Vaught’s words from one of my favorite passages of the Bible were a special blessing to me. And for the second time in less than an hour, I was surprised to find faith at work. I knew there were other men of faith in Delta, but no one really talked about it. We didn’t have an active Bible study and we didn’t have a chaplain. What we had—and what Special Forces had in general—was a culture of self-reliance.
But now, faced with a mission in which obstacles and danger hovered over every phase, even the senior officers among us swept self-reliance aside and acknowledged God.
Vaught nodded at me to begin. I looked out at Pete and Bucky, Jim and Logan, Ish and Jack, all of them. By that time, they were like family to me. They were my brothers. I fervently wanted God to protect them. “You know, about three thousand years ago right in this very desert where we’re standing,” I began, “God led the Israelites out of bondage. They traveled across this same desert to a new freedom. And I believe God has called us to lead fifty-three Americans out of bondage and back to freedom.”
Then I asked them to bow their heads and pray with me. “Almighty God, we’ve placed ourselves in your hands. And we ask you to lead us and guide us so that we might liberate our fellow Americans. We ask for your hand of mercy to be upon us. We ask for wisdom and strength and courage. We ask you to keep us safe, and to keep safe the people we’re going after. Bring us all home to our families. And I pray this in Christ’s name. Amen.”
I rais
ed my head. Then Bucky stepped up on the platform and surprised me for the third time that afternoon. “Okay, men, we’re going to sing God Bless America.”
And we did. With gusto. I looked out at Delta and didn’t see a single man with his mouth shut. After the last notes, a loud shout went up. Each man walked back to his cot, grabbed his gear, crossed the tarmac and marched into the back of the C-141.
9
IN THE STARLIFTERS, we flew from Wadi Kena to Masirah, Oman, which we immediately renamed Misery since we spent the whole afternoon trying to hide from the scorching Arab sun.
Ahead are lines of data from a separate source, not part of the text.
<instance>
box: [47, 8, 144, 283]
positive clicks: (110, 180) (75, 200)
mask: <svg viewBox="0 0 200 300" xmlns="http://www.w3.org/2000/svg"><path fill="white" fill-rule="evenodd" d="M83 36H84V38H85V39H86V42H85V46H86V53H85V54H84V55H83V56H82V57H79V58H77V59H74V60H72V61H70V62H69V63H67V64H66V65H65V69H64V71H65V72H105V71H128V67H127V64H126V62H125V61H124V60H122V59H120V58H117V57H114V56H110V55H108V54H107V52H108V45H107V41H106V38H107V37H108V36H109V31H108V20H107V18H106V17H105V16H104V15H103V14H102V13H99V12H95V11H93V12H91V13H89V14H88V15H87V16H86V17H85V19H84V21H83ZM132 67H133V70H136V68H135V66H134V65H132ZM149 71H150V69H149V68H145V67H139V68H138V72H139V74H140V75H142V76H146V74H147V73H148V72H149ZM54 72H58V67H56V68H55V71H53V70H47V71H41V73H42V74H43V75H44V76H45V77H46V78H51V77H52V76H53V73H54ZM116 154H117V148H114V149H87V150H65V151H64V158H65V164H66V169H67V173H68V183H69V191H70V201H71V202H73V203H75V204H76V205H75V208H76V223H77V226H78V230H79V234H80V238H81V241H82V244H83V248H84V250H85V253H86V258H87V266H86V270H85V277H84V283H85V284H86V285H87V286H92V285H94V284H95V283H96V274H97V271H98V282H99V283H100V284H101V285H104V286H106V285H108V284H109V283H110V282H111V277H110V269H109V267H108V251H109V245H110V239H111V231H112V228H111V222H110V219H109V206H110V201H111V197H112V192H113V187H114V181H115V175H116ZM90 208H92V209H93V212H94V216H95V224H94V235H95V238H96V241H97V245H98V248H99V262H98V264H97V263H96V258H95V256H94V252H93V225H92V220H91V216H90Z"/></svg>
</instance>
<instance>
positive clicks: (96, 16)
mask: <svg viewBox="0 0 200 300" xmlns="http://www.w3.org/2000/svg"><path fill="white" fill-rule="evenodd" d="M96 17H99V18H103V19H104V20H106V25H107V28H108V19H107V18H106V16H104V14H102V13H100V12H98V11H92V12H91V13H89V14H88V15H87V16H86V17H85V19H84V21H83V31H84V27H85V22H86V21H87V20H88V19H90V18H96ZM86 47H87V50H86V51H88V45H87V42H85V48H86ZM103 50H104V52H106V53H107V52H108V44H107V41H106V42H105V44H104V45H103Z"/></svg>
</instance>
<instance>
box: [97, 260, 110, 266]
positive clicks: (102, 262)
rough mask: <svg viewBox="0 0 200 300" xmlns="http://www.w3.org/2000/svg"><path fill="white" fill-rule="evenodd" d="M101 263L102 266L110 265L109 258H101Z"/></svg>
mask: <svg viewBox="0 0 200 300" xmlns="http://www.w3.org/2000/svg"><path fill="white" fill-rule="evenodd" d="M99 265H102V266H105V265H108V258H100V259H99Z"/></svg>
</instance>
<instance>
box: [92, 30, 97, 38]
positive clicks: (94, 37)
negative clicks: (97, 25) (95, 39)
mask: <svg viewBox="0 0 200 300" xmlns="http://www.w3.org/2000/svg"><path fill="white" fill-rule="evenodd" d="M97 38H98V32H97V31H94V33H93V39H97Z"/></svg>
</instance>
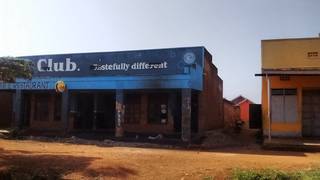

The stopover also gave us plenty of time to think.
I knew I might not make it back alive. But I was less worried about dying than, in the crush of a complex mission, being left behind in Iran. The Long Walk in the North Carolina woods was one thing, but I dang sure didn’t want to have to walk to Pakistan.
I didn’t expect much resistance in my part of the operation. The Revolutionary Guard might have anticipated the Americans using the soccer stadium as a staging point, but our best intel showed they might post a couple of guards there at most. If those guards surrendered under our assault, we would flex-tie them and let them watch us evacuate the hostages. If they resisted, we would kill them. I didn’t have a problem with that. We hadn’t gotten all dressed up for nothing.
At dusk, we transloaded our gear onto Air Force C-130 Combat Talons, barrel-chested, reliable birds that needed only a short roll to get airborne and could stop on a dime. These Talons were also equipped with the terrain following radar and special navigation gear. We needed both to fly in low over the coast, undetected by Iran’s defense radar, then hug the jagged walls of the canyons the pilots planned to use as their route into the interior.